Before going to the race course the next day, the prince, determined but frightened, prayed to Venus, the goddess who took especial care of people who were in love.
"Beautiful and powerful goddess." he prayed, "help me to win this race and Atalanta, and I shall never forget, as long as I live, to talk of your kindness and to make you rich gifts."
Now Venus was almost always ready to help people if they would admit that they could not get on without her, and while Hippomenes prayed, he saw that what he had thought was a soft white and gold cloud was really the goddess, coming toward him with her hand stretched out. She came nearer and nearer, and finally dropped at his feet three shining yellow apples. They were not common yellow apples—no indeed! They came from Venus's own garden, and were of heavy, precious gold.
"I thank you, goddess, for this fruit," said Hippomenes. "In all my life I have never seen anything more beautiful. But how can they help me?"
ATALANTA STOOPED FOR THE APPLE
Then Venus stooped and whispered to the youth, and when he again raised his eyes to thank her, she had disappeared. But there was a smile on the face of Hippomenes—he looked as if he were not worried about the race.

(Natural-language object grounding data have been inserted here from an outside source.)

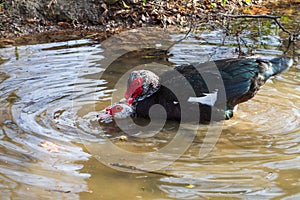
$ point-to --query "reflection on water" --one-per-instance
(51, 94)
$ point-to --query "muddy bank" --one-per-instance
(23, 21)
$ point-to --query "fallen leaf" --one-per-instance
(256, 10)
(125, 5)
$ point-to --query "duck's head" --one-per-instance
(141, 84)
(119, 110)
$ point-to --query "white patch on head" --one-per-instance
(125, 113)
(209, 99)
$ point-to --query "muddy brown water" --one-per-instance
(52, 146)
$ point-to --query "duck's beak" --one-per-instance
(105, 114)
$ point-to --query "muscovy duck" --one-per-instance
(241, 78)
(119, 110)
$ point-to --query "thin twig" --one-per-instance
(275, 18)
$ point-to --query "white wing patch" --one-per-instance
(209, 99)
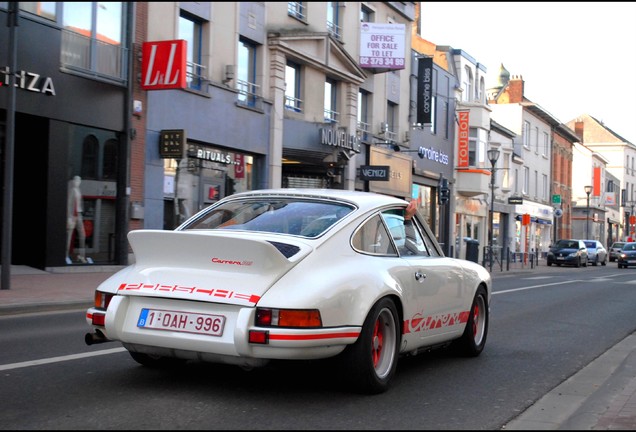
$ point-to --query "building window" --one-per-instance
(473, 136)
(296, 10)
(292, 87)
(391, 121)
(93, 39)
(366, 14)
(526, 134)
(191, 31)
(363, 115)
(333, 26)
(331, 112)
(42, 9)
(468, 83)
(246, 73)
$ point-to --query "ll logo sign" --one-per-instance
(163, 65)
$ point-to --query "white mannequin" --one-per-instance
(75, 220)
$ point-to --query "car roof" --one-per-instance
(363, 200)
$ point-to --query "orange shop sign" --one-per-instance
(462, 139)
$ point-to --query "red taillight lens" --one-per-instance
(295, 318)
(102, 299)
(99, 319)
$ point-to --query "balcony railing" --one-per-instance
(331, 116)
(248, 93)
(296, 9)
(293, 104)
(92, 56)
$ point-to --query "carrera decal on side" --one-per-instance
(418, 323)
(212, 292)
(233, 262)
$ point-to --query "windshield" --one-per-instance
(571, 244)
(307, 218)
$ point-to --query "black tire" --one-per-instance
(153, 361)
(372, 360)
(473, 340)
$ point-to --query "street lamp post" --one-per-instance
(588, 191)
(493, 155)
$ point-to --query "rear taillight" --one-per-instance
(102, 299)
(293, 318)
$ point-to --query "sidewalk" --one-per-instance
(602, 396)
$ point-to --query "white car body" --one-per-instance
(219, 278)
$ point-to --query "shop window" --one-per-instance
(110, 160)
(93, 39)
(90, 157)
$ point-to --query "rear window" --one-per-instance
(288, 216)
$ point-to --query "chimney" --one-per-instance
(579, 128)
(515, 89)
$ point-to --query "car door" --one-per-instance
(435, 301)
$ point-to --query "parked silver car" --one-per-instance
(596, 252)
(615, 250)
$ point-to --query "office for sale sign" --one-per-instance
(382, 46)
(163, 65)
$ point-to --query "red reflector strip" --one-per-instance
(314, 336)
(260, 337)
(99, 319)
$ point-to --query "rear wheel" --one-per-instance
(473, 340)
(372, 360)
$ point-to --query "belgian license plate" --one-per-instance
(187, 322)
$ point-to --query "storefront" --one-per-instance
(67, 125)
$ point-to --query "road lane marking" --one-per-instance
(59, 359)
(535, 286)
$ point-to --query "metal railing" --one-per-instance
(93, 56)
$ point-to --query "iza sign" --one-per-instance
(163, 65)
(374, 172)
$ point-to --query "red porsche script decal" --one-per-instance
(419, 323)
(212, 292)
(216, 260)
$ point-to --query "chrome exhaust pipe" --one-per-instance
(95, 338)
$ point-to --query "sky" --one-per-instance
(574, 57)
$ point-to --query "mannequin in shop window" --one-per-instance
(75, 221)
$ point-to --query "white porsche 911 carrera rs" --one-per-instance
(294, 274)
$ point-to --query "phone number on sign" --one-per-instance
(381, 61)
(187, 322)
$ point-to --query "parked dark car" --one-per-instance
(627, 256)
(569, 252)
(615, 250)
(596, 252)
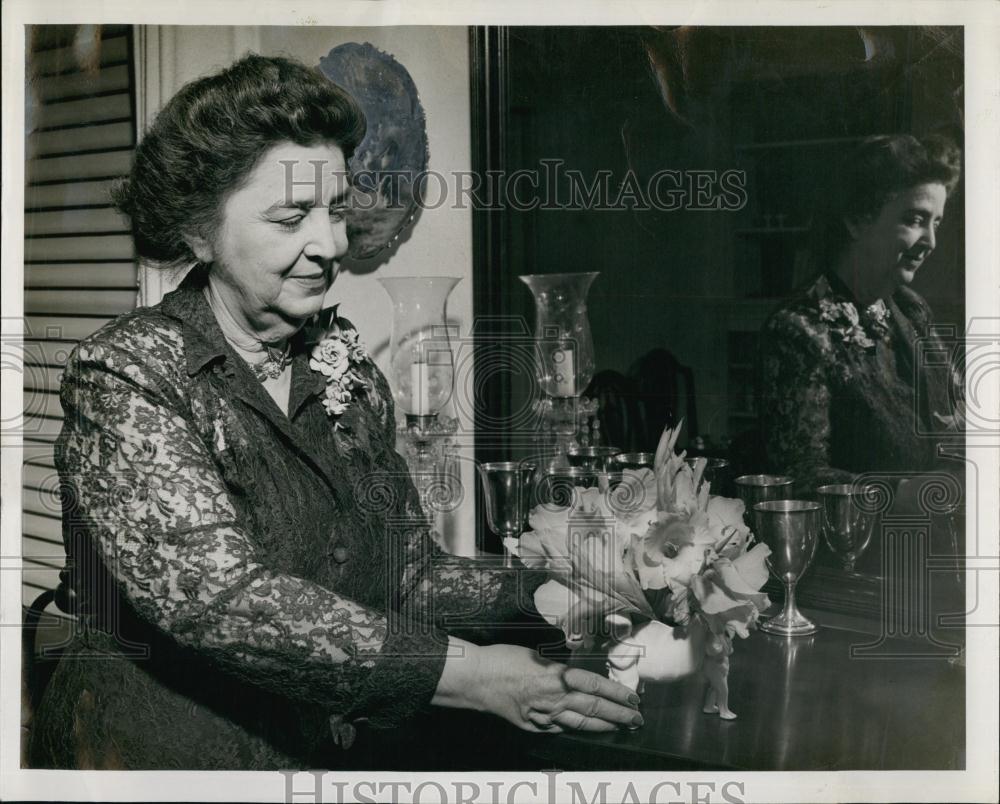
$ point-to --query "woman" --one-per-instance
(843, 390)
(248, 555)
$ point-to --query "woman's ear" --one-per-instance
(201, 247)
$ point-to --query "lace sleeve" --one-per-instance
(158, 515)
(795, 403)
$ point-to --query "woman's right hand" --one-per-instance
(533, 693)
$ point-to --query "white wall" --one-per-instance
(441, 241)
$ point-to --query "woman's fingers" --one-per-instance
(543, 723)
(592, 708)
(579, 680)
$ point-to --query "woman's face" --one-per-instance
(282, 235)
(889, 248)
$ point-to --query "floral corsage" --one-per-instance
(337, 356)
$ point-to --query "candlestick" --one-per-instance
(565, 371)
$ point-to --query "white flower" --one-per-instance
(336, 358)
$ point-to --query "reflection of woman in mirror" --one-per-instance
(840, 389)
(226, 515)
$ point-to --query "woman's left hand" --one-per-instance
(535, 694)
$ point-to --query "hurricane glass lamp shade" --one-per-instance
(421, 361)
(565, 346)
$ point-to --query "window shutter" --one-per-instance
(79, 267)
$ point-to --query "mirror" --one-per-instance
(683, 163)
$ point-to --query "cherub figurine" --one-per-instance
(655, 652)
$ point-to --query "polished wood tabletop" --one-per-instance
(803, 704)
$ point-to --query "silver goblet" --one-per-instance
(634, 460)
(753, 489)
(791, 529)
(507, 489)
(847, 526)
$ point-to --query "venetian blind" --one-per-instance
(79, 268)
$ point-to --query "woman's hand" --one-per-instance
(533, 693)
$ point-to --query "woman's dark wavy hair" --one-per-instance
(872, 175)
(211, 135)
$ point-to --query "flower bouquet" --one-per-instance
(656, 573)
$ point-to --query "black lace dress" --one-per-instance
(253, 587)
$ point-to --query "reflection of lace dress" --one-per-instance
(253, 584)
(841, 393)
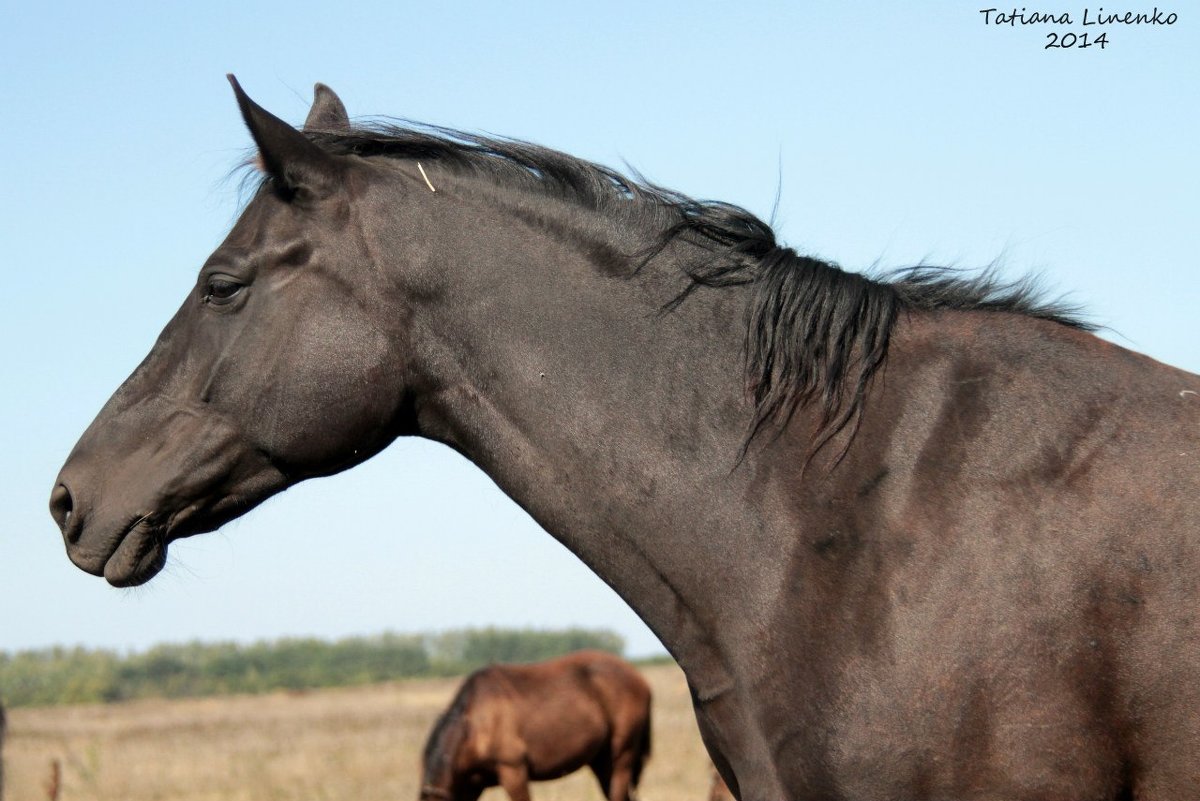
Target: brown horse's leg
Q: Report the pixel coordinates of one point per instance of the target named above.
(617, 777)
(515, 781)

When he stood side by side with Atalanta, however, he tried not to look too happy. All the people looked at him and whispered (for they did not dare let the king hear them grumbling):
"Must this youth also be killed? He is the youngest and the handsomest of all, and the king's daughter is too cruel."
Atalanta herself was more sorry than she had ever been before that she had made the vow about the racing.
But when she tried to induce Hippomenes to give her up without a trial, he only smiled at her and said:
"Something tells me that I shall not fail."
Atalanta knew nothing about the three golden apples which he had hidden in front of his loose robe; and when she saw that he was so sure of winning, her cheeks grew red with anger, and she said to herself:
"I had thought, because you are so young and look so much nicer than any of the other princes, that I might let you beat me. But since you are so sure, I shall run my best; and you will not be smiling long."
There they stood, each with one foot forward, each looking light as a bird just ready to fly from a branch. And then, while all the onlookers held their breath, the herald gave the word, and they were off.